Уинстон перестал дрожать и уставился в одну точку. Теперь только стоять на месте, стоять неподвижно, не давать им повода бить! Один из вошедших, с гладко выбритым подбородком боксера и ртом, как узкая щель, остановился перед Уинстоном, задумчиво поигрывая дубинкой. Уинстон встретился с ним взглядом. Невыносимо это чувство наготы — руки на затылке, голова и тело ничем не защищены. Человек в черном высунул белый кончик языка, облизал невидимые губы и прошел мимо.
Снова грохот: кто-то взял со стола пресс-папье и разбил его вдребезги об основание камина. Кусочек коралла, похожий на кремовую розочку с торта, покатился по полу. Какой маленький, подумал Уинстон, а казался больше!
Резкий выдох за спиной, звук падающего тела. От удара ногой по лодыжке Уинстон чуть не потерял равновесие. Это один из вошедших ударил Джулию кулаком в солнечное сплетение, и она, сложившись, как карманная линейка, корчилась на полу, пытаясь вдохнуть. Уинстон не осмеливался повернуть голову ни на миллиметр, но иногда в его поле зрения попадали ее посиневшее лицо и ловящий воздух рот. Даже парализованный страхом, он словно чувствовал ее боль собственным телом, жуткую боль, сильнее которой лишь мучительное удушье. Он знал, каково это — когда подступает ужасная, терзающая боль, но ее еще нельзя прочувствовать, потому что первым делом необходимо вдохнуть.
Двое подняли ее за руки, за ноги и вынесли из комнаты, как мешок. Перед Уинстоном проплыло ее лицо, перевернутое, желтое, искаженное гримасой, с закрытыми глазами — и все еще с пятнами румян на щеках. Больше он ее не видел.

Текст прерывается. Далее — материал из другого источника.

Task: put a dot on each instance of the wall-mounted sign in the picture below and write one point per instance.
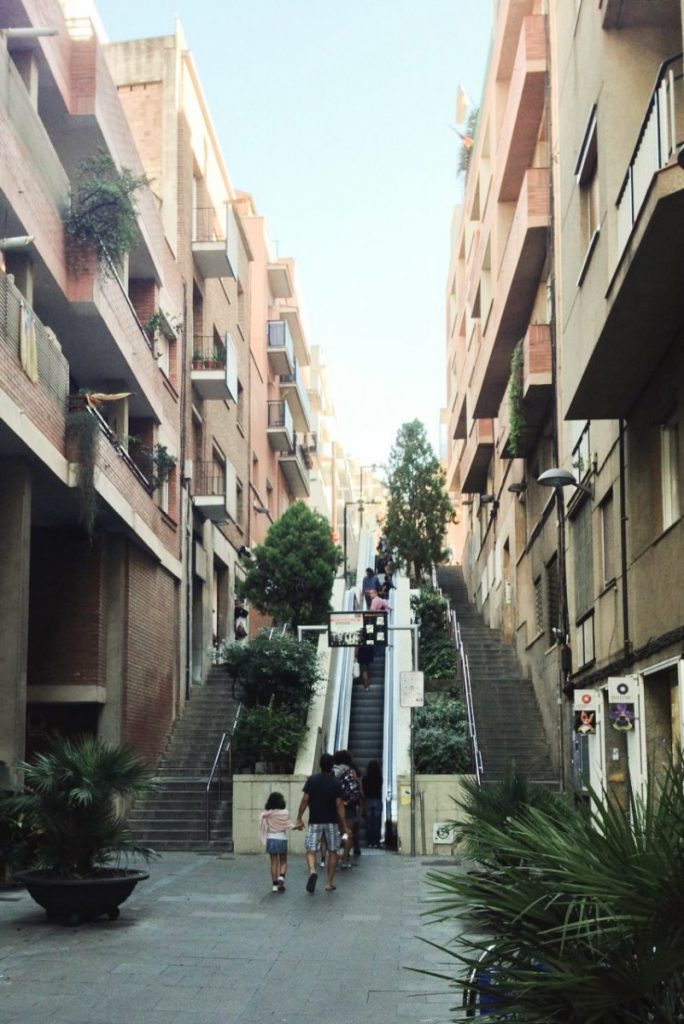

Он стоял без движения. Никто пока его не бил. Сами собой в голову полезли мысли, совершенно неинтересные. А что мистер Чаррингтон, взяли его? Что сделали с женщиной во дворе? Ему вдруг сильно захотелось в туалет — странно, ведь уже сходил каких-то два-три часа назад. Он заметил, что часы на каминной полке показывают девять, то есть двадцать один час. Как-то слишком светло — разве не должно уже смеркаться в августе в двадцать один час? А может, они с Джулией перепутали время — проспали весь день и всю ночь и думали, что проснулись в двадцать тридцать, а на самом деле — в восемь тридцать на следующее утро? Но Уинстон решил не думать об этом дальше — неинтересно.
В коридоре послышались еще чьи-то шаги, на этот раз легкие. Вошел мистер Чаррингтон. Люди в черном сразу приутихли. Мистер Чаррингтон выглядел иначе, чем обычно. Его взгляд упал на разбитое пресс-папье.
— Соберите осколки, — резко сказал он.
Один из людей в черном наклонился, выполняя приказ. Он был отдан без простонародного лондонского выговора, и Уинстон понял, чей голос слышал несколько минут назад из телевида. Мистер Чаррингтон изменился, хоть и не снял черный бархатный пиджак. Его волосы, прежде почти совсем седые, были теперь черными. Исчезли очки. Он бросил на Уинстона быстрый, острый взгляд, словно убеждаясь, что перед ним именно Уинстон, и перестал обращать на него внимание. Все еще узнаваемый, мистер Чаррингтон превратился в другого человека — распрямился, как будто стал выше. В лице произошли лишь мелкие, но полностью преобразившие его изменения: черные брови стали менее кустистыми, пропали морщины, изменились сами очертания лица — даже нос казался короче. Проступили холодные черты человека лет тридцати пяти. Уинстон впервые в жизни точно знал, что перед ним — сотрудник Думнадзора.
1.
Куда его привезли, Уинстон не знал. Видимо, в Главлюб, но удостовериться в этом невозможно. Его поместили в камеру без окон, со стенами из сверкающего белого кафеля и высоким потолком. Невидимые лампы заливали ее холодным светом. Слышалось тихое монотонное гудение — наверное, вентиляция. Скамья, или, скорее, полка едва достаточной ширины, чтобы на ней усидеть, опоясывала камеру по периметру. Ее разрывали только дверной проем и унитаз без сиденья, установленный напротив двери. На каждой стене — по телевиду.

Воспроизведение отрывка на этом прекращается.